Enthoven describes his paintings functioning much like Sol Lewitt's
instructions, in that they are visual instructions and diagrams for the
construction of objects and situations. Their execution, however, takes place
involuntarily, like a spell, in the viewer's mind, there and then, in the
moment of encountering the painting in the exhibition space.
Structure (house), for instance, is a human scale painting (5.5 x 7 ft) in ink
and acrylic on linen that stands flat against the wall but is positioned on the
floor that it shares with viewers. Enthoven based it on a small hand-drawn
diagram of a trap installed between rose bushes inspired by a plate from
Noel Chomel's 18th century Huishoudelijk Woordboek (The Family
Dictionary). The black ink-drawing is covered in large brushstrokes in
apparently random colors in positions.
For the color application, Enthoven adopted a method known as Manière
Hollandaise by 19th-century contemporaries because only the Dutch ever
used it for their catchpenny prints (centsprenten). While in other countries,
stencils were used to add color, and thus value, to black and white prints,
Dutch publishers instead had theirs only 'touched' with a few standard
colors in random places to save resources. What interests Enthoven in this
method is that this outrageous act of pragmatism forces the artist to resist
interpretation of the image underneath. The result leaves viewers with an
ambiguity that emphasizes their interpretive relation to the painting as one
of cooperative creation.
This relation also applies to the object he proposes. Even though traps and
roses are mundane and exist in the same physical reality as the viewer's, Enthoven creates ambivalence about size, material, and functionality by
playing with their scale. Moreover, the rose is an enigmatic symbol so rich
in meanings that by now, it hardly has any meaning left.

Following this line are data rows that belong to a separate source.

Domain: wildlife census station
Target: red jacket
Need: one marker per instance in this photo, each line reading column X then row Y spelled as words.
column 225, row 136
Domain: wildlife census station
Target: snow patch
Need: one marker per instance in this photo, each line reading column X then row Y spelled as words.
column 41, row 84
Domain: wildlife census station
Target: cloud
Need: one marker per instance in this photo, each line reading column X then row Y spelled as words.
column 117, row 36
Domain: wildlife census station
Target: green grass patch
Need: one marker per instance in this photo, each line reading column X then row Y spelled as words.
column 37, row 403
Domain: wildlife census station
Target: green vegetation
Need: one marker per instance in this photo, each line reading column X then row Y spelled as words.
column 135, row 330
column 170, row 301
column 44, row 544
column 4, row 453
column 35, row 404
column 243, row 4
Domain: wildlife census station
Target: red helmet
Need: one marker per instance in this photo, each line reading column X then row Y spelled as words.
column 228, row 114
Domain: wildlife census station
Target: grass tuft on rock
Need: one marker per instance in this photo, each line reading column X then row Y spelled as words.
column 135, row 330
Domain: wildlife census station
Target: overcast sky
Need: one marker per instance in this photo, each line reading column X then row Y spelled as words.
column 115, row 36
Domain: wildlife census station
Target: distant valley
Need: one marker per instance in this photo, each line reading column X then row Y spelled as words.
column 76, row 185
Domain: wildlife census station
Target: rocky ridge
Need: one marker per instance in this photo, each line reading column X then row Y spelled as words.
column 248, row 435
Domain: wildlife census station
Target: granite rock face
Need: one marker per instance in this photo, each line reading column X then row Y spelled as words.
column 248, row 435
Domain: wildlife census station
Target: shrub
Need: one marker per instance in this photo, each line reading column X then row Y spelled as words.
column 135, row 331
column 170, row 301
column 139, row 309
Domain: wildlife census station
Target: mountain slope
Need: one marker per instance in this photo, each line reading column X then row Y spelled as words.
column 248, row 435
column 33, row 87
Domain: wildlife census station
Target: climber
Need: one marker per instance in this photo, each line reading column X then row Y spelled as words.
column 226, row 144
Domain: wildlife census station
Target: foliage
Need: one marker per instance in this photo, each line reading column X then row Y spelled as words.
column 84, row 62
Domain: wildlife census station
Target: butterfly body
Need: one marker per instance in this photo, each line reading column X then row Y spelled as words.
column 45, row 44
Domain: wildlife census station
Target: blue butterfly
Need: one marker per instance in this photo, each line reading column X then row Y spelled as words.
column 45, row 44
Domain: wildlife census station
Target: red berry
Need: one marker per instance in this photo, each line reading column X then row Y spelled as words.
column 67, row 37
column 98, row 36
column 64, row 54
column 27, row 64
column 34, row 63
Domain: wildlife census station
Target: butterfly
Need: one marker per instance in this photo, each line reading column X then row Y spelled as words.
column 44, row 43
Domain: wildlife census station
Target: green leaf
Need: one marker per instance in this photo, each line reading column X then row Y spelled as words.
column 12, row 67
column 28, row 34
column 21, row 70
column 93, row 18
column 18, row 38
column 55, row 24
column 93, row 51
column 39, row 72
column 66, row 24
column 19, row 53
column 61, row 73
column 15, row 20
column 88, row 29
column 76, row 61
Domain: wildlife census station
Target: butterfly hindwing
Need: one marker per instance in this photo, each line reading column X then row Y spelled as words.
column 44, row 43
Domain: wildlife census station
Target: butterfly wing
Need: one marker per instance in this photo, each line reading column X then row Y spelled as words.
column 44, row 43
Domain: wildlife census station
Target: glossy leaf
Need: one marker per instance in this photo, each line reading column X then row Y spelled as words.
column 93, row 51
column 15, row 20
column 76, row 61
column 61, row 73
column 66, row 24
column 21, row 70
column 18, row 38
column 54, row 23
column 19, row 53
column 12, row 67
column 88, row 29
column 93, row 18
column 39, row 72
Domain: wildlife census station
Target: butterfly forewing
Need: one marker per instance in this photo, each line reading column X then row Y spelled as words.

The trap, likewise, is an ambiguous object. It is simultaneously productive,
destructive, protective, life-taking and life-giving, natural and technical. It
separates the human from the animal. However, the snares on this painting
are the size of nooses, and for that matter, could just as well be small doors.

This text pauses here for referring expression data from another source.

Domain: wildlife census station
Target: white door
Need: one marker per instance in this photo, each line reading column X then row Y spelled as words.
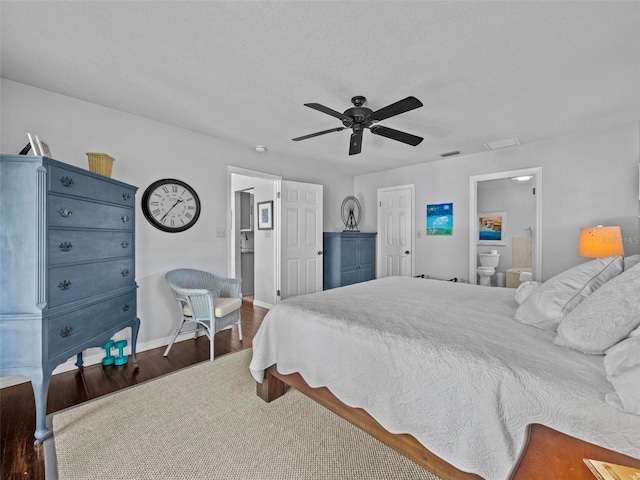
column 301, row 239
column 396, row 221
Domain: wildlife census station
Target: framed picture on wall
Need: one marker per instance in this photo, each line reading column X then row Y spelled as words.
column 265, row 215
column 492, row 228
column 440, row 219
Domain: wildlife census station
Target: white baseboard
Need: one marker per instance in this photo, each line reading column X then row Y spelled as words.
column 258, row 303
column 94, row 359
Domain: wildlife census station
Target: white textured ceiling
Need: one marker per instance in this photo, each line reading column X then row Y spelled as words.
column 241, row 71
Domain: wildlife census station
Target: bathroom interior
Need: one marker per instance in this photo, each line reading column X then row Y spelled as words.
column 245, row 240
column 509, row 262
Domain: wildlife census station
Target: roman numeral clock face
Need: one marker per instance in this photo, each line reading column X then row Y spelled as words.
column 171, row 205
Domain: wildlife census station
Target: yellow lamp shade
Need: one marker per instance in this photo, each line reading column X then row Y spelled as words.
column 597, row 242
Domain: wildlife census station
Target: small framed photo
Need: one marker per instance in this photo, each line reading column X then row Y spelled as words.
column 44, row 148
column 265, row 215
column 31, row 148
column 492, row 228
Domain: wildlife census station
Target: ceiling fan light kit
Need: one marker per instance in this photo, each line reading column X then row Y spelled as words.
column 359, row 118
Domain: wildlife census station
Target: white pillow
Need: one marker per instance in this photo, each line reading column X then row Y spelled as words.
column 622, row 364
column 605, row 318
column 550, row 302
column 525, row 289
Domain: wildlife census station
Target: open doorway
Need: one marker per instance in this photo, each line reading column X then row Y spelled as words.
column 517, row 227
column 252, row 252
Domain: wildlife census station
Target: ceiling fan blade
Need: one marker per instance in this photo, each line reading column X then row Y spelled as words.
column 397, row 108
column 355, row 146
column 329, row 111
column 396, row 135
column 311, row 135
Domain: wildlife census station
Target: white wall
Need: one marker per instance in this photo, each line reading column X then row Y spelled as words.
column 145, row 151
column 587, row 179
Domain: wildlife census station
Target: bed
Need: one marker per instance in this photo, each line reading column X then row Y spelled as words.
column 445, row 366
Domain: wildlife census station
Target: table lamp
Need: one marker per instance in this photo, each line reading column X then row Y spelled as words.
column 599, row 241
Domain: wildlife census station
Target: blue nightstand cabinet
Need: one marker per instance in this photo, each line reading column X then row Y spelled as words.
column 67, row 268
column 349, row 257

In that sense, the structure is also a house. It proposes a figurative
home-ness. Entering this house(trap) means death (of the human) and the
birth of the animal. It is declaring oneself animal. It suggests living in a
house in which one can not dwell.
About the artist
Tim Enthoven (*1985, The Hague, The Netherlands) is a visual artist based
in Amsterdam who works with painting, drawing, print, and books. He
received his BA from Design Academy Eindhoven in 2010 under Anthon
Beeke and proceeded to illustrate for The New York Times. In 2014 he left
for the USA to pursue an MFA in Sculpture at Yale under Martin Kersels.

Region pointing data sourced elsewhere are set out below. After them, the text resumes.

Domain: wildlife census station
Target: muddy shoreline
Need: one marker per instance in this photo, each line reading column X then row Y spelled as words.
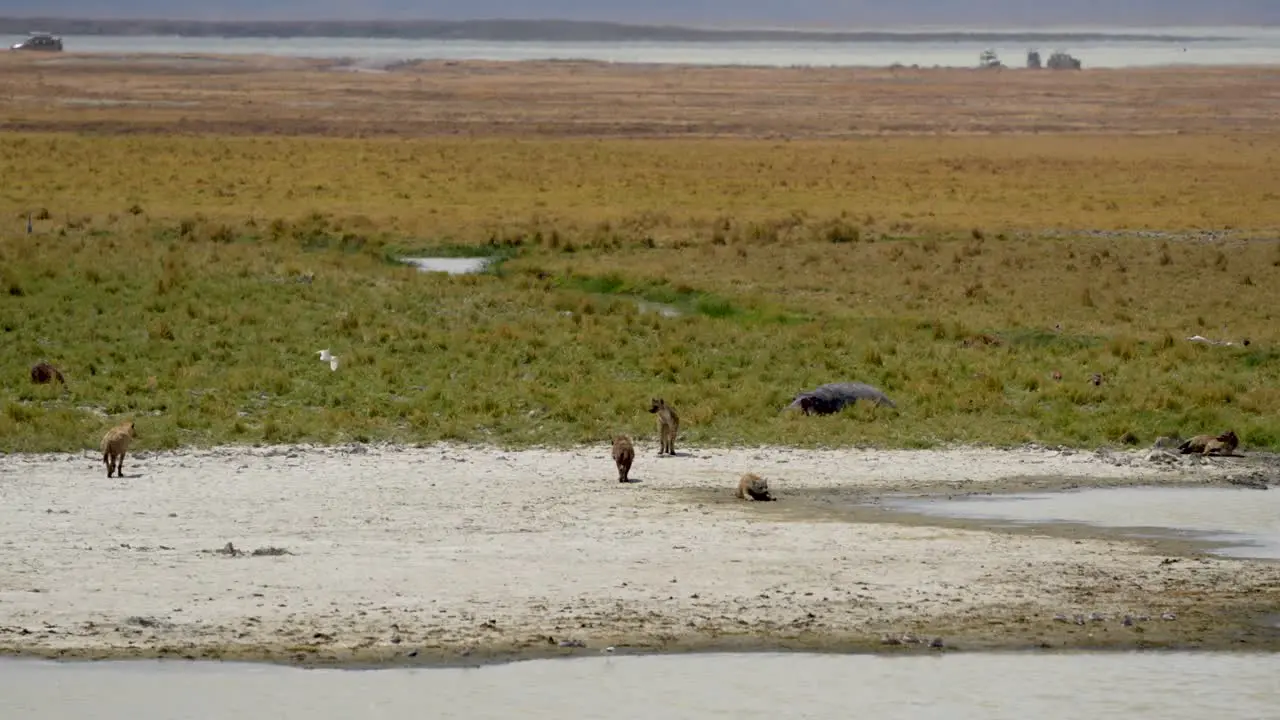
column 460, row 556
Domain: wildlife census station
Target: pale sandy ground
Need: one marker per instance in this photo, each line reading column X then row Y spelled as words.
column 414, row 555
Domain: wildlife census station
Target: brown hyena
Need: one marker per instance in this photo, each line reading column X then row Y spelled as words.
column 1224, row 443
column 44, row 373
column 115, row 442
column 624, row 454
column 753, row 487
column 668, row 423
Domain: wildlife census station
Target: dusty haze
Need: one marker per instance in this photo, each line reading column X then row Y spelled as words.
column 835, row 13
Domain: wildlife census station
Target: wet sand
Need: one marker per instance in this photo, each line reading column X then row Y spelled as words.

Since then, he has been exhibiting internationally. Solo presentations
include Repugnant Conclusion in Fons Welters Gallery in Amsterdam, The
Netherlands and Puertas Adentro in Espacio Odeón, Bogotá, Colombia. He has participated in group shows in Abrons Art Center and SPRINGBREAK in NYC, Antenna Space in Shanghai, Loyal Gallery in Stockholm, and The
Lisbon Architecture Triennale. He has received multiple awards and grants,
including a Plantin Moretus Award, a Prins Bernhard Culture Fund
scholarship, and a Mondriaan Fund stipend.